Yesterday, the Times of India published a story on its front page titled Food Security Act may Raise Prices Globally. This story argues that with the enactment of the Food Security Act, in the event of a drought, India will have to import food from the global market, which will lead to an increase in global food prices. This line of argument is absolutely wrong and only shows the total lack of basic economics knowledge that these reporters have.
Firstly, what does the data show about the production of food grains and procurement in India over the last few years? Let us take just two years, 2008 and 2009. In 2008, the total production of food grains was 210.2 million tonnes while the procurement was only 54.2 million tonnes. In 2009, which was a drought year, the total food grain production was 205.2 million tonnes and the procurement increased to 60.5 million tonnes. (Economic Survey 2010-11). In other words even with a drought year although the procurement increased, it was much less than the total production of food grains in the country. So the issue of importing food grains to feed the population in case of a drought did not arise. Interestingly, a table given in the report of TOI shows the same trend, but the report is totally silent on this. Moreover, the government exported food grains amounting to 4.1 million tonnes in 2009, which was a drought year. This only shows the lack of concern that the government has for providing food security to the people. But the TOI is silent on this.
It can be however argued that with the food security act, the demand for food grains will increase in the economy resulting in an increase in procurement. So in the event of a drought food grains might have to be imported. In order to look into the validity of this claim, one first needs to estimate the total amount of food grain that needs to be procured for the food security act. It has been estimated by Himanshu and Abhijit Sen that in order to provide 100% coverage with per capita per month provision of grains being 7 kg, the requirement would be 100.1 million tonnes and for 70% coverage for the same amount of grain, the requirement would be 70.1 million tonnes. Both of these are much less than the total production of food grains in the country. Hence, the issue of importing because of a rise in procurement does not arise.
Suppose there is a drought which is so severe that there is a food shortage in India. In the event of such a supply shortage, the price of food grains in the domestic market will rise. If this supply shortfall is not met by additional imports from the global market then millions of people will not get enough food to eat. This will be reflected in a short fall in demand for food grains and the price will then stabilize. The working of the laws of demand and supply in this case will come through an increase of starvation and malnutrition in the country. But the TOI reporters are not bothered about that. If it is the case that the only way to meet the supply shortage is through imports, then obviously to save people from starvation this has to be done. Whether this will lead to an increase in global food prices or not will depend on the global supply situation and total imports of India and cannot be ascertained a priori.

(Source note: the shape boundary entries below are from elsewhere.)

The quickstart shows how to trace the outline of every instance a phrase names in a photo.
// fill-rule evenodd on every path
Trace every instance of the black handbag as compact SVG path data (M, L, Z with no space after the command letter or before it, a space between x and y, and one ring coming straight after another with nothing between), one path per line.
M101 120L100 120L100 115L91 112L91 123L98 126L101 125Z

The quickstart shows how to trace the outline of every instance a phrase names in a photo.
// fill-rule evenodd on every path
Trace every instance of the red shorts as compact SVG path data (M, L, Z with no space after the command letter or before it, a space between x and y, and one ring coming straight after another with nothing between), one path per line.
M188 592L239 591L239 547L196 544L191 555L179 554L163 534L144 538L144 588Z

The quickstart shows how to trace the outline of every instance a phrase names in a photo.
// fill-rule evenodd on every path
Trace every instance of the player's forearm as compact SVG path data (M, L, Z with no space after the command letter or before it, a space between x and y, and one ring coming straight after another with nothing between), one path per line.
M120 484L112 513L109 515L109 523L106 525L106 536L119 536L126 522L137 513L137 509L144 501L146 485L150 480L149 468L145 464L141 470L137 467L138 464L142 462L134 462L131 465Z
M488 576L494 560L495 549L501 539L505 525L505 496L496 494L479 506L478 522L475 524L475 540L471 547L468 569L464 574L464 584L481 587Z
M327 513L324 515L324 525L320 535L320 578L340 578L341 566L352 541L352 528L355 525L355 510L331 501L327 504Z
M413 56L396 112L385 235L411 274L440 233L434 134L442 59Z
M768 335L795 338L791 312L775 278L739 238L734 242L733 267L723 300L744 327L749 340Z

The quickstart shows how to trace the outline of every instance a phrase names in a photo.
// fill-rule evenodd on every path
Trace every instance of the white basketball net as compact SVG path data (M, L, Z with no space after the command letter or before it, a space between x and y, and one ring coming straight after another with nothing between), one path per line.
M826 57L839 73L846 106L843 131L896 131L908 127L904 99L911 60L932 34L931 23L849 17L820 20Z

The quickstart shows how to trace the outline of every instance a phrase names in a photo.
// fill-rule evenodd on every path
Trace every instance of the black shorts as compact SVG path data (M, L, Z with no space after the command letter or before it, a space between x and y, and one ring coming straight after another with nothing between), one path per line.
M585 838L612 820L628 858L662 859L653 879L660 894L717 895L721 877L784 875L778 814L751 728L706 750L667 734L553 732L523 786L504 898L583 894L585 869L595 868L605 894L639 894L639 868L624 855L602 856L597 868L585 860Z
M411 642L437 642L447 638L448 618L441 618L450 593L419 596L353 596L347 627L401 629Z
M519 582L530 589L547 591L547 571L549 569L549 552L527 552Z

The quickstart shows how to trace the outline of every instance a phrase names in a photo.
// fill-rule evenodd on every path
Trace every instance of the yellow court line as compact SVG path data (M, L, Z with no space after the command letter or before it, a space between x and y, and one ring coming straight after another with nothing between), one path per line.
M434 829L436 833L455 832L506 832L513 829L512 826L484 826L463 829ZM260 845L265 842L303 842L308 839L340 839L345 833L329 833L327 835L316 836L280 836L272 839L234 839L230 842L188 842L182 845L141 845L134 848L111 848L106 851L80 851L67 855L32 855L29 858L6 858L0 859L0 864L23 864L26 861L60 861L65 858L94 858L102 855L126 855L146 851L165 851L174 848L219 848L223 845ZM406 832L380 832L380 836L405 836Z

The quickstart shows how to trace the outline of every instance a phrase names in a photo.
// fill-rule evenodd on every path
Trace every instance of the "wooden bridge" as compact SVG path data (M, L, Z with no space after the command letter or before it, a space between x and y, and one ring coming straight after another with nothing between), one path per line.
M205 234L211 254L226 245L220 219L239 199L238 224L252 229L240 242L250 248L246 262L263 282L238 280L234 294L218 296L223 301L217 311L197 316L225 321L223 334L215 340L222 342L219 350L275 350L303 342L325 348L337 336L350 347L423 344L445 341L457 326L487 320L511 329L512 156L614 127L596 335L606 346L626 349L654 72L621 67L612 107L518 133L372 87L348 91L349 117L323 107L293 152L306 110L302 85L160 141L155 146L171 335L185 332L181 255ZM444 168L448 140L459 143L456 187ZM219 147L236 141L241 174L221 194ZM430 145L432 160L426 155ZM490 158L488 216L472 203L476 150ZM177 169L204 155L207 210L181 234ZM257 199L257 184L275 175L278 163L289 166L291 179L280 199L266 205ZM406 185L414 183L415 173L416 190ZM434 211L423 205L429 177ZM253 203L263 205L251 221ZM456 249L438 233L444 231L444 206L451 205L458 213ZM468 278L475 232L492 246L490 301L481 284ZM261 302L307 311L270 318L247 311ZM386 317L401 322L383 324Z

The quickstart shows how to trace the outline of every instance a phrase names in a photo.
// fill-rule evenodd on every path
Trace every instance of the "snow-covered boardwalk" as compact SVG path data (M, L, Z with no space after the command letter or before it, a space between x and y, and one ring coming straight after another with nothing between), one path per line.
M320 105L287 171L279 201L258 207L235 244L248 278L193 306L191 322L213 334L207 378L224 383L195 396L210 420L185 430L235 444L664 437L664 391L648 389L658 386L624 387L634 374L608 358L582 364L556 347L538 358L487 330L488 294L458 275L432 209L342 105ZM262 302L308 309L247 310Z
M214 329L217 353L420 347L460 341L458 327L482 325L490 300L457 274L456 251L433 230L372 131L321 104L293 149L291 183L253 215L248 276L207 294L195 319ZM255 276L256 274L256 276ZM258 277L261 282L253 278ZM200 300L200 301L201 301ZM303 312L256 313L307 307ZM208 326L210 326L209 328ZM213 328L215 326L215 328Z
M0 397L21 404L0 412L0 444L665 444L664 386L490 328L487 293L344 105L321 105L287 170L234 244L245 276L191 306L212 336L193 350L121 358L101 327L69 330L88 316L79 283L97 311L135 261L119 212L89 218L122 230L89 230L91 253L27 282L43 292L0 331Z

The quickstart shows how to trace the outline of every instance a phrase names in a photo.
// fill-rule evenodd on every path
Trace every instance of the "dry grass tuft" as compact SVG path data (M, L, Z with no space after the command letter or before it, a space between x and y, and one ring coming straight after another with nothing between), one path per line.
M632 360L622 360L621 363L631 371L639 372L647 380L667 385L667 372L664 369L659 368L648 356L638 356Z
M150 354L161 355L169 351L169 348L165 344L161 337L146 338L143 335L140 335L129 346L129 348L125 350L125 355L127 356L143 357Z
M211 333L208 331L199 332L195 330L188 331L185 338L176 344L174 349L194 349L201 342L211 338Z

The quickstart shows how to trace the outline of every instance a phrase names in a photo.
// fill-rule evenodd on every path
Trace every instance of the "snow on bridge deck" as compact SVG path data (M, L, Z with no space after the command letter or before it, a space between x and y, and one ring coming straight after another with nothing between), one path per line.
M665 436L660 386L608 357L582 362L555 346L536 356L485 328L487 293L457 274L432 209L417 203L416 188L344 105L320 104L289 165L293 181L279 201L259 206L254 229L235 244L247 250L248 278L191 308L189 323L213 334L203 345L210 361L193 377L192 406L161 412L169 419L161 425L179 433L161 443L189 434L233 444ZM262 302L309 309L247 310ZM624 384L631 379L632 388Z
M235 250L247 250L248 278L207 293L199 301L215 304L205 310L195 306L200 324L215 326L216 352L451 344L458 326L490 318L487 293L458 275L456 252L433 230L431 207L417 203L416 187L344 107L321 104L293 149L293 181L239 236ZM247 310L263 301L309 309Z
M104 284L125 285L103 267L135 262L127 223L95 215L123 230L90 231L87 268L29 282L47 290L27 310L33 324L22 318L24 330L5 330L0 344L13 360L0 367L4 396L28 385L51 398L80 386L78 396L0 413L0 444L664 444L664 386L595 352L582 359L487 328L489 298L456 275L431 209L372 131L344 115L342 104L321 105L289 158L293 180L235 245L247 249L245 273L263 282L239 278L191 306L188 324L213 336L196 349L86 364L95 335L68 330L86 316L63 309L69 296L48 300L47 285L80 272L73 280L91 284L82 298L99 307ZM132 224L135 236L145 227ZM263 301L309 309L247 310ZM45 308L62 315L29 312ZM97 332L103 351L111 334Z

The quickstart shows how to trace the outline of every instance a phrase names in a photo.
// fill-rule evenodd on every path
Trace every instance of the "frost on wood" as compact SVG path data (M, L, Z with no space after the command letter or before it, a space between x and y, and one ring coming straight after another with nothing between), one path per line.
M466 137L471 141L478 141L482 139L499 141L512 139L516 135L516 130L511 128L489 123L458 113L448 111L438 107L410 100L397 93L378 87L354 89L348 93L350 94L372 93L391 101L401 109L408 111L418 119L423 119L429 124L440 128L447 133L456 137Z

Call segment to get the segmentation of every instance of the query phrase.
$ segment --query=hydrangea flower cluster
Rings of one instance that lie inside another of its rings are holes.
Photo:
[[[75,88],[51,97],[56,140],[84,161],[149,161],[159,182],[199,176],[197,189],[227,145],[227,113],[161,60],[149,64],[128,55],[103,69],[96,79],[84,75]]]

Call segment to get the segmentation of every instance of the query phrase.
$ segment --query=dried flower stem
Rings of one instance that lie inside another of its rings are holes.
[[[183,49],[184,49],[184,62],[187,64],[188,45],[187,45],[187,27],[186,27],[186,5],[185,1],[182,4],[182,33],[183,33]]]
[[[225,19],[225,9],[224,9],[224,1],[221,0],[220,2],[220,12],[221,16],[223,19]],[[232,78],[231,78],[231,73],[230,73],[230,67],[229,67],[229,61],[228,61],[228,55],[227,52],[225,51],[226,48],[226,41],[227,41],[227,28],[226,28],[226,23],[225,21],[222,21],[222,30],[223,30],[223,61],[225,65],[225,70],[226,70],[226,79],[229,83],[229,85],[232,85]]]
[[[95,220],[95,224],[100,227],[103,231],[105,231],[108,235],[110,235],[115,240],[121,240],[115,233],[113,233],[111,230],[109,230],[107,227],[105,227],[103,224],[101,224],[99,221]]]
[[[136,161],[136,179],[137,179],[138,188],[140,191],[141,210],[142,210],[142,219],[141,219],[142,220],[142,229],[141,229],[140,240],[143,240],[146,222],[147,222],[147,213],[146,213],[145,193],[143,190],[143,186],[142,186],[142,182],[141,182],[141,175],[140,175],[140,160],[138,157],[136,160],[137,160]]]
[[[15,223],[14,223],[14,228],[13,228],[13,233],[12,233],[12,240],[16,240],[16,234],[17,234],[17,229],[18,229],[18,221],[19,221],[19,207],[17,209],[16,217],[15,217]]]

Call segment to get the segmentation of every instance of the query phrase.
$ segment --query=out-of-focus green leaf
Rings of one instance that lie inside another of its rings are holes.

The fact of the matter is that the global food price increase is happening in spite of the fact that there has been no increase in imports from India. When George Bush said that the world food prices are increasing because of higher consumption in India and China, he was horribly wrong, because in both these countries, the per capita food grain availability has declined and is much less than per capita availability of food grains in the USA. The assertion that global food prices will increase as a result of the food security act passed in India is speculative and essentially aimed at confusing people.
The second issue that the report raises is the issue of fiscal burden on the state. The report points out that the food subsidy bill will increase to Rs 90000 to Rs 100000 crore as a result of the food security act. Currently, in 2010-11, the food subsidy is at Rs 60600 crore (approximately). In other words, there will be an additional increase of Rs 40000 crore as food subsidy. All other things remaining constant, this will increase the fiscal deficit by Rs 40000 crore. In 2010-11 the GDP at current price was Rs 7257000 crore. In other words, the food security bill will result in an additional fiscal burden of 0.55% of GDP. Contrast this with the fact that the government in the year 2010-11 has provided corporate tax exemptions worth Rs 88000 crore approximately. The TOI is not bothered about the fiscal impact of such huge tax concessions to the corporate. But it is bothered enough to make a front page news on the imaginary adverse impact of the proposed food security act.
This report of the TOI is an example how the corporate media wants to confuse issues of great importance relying on economic myths and conjectures in order to derail a pro-people policy initiative of the government. While the debate is going on regarding the inadequacies of the food security act, the TOI has portrayed an alarmist picture of the proposed act. Such kind of journalism is essentially anti-people and should be exposed.